Le «California Consumer Privacy Act» est-il le RGPD américain ?

Le «California Consumer Privacy Act» est-il le RGPD américain ?

28.01.2020

Gestion d'entreprise

Réponse d’Oriane Zubcevic, avocat senior en protection des données chez Bird & Bird, dans une chronique.

Le California Consumer Privacy Act (CCPA), relatif à la protection des informations des consommateurs californiens - adopté par l’État de Californie ou Golden State, à la suite d’autres États américains - est entré en application au 1er janvier 2020. A l’été 2020, il sera en vigueur à la suite d’une décision du procureur général.

Quelles sont les différences avec le RGPD ?

Si l’acronyme est toujours de quatre lettres, des différences importantes sont à relever.

Les personnes visées ne sont pas les mêmes

Le CCPA ne vise, pour sa part, que les consommateurs et les ménages californiens. Toute autre personne, employés, administrés, patients, etc., ne sont pas protégés par ce texte, même s’ils sont californiens. Le RGPD, quant à lui, a un champ d’application très large et vise toute personne physique, et ce quel que soit son statut.

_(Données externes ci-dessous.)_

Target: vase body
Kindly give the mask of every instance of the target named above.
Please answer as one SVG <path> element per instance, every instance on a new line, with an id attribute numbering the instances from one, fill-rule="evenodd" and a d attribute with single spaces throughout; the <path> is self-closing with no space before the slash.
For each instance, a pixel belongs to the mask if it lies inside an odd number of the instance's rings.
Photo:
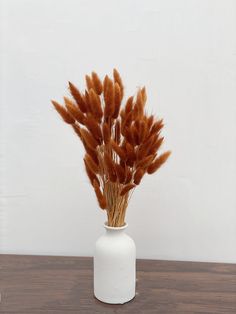
<path id="1" fill-rule="evenodd" d="M 109 227 L 96 242 L 94 295 L 105 303 L 123 304 L 135 296 L 136 248 L 123 227 Z"/>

Le champ d’application du CCPA est plus restreint

La définition donnée dans le CCPA de l’information personnelle est proche de celle de la donnée à caractère personnel précisée dans le RGPD, même si le périmètre du CCPA est plus large car il intègre également les ménages (household) et ne concerne pas seulement les individus. En revanche, le CCPA exclut explicitement les données de santé de son champ d’application, ces dernières étant régies par une réglementation spécifique. De plus, les relations avec les administrations publiques (organisme public fédéral, étatique ou local), sont également exclues.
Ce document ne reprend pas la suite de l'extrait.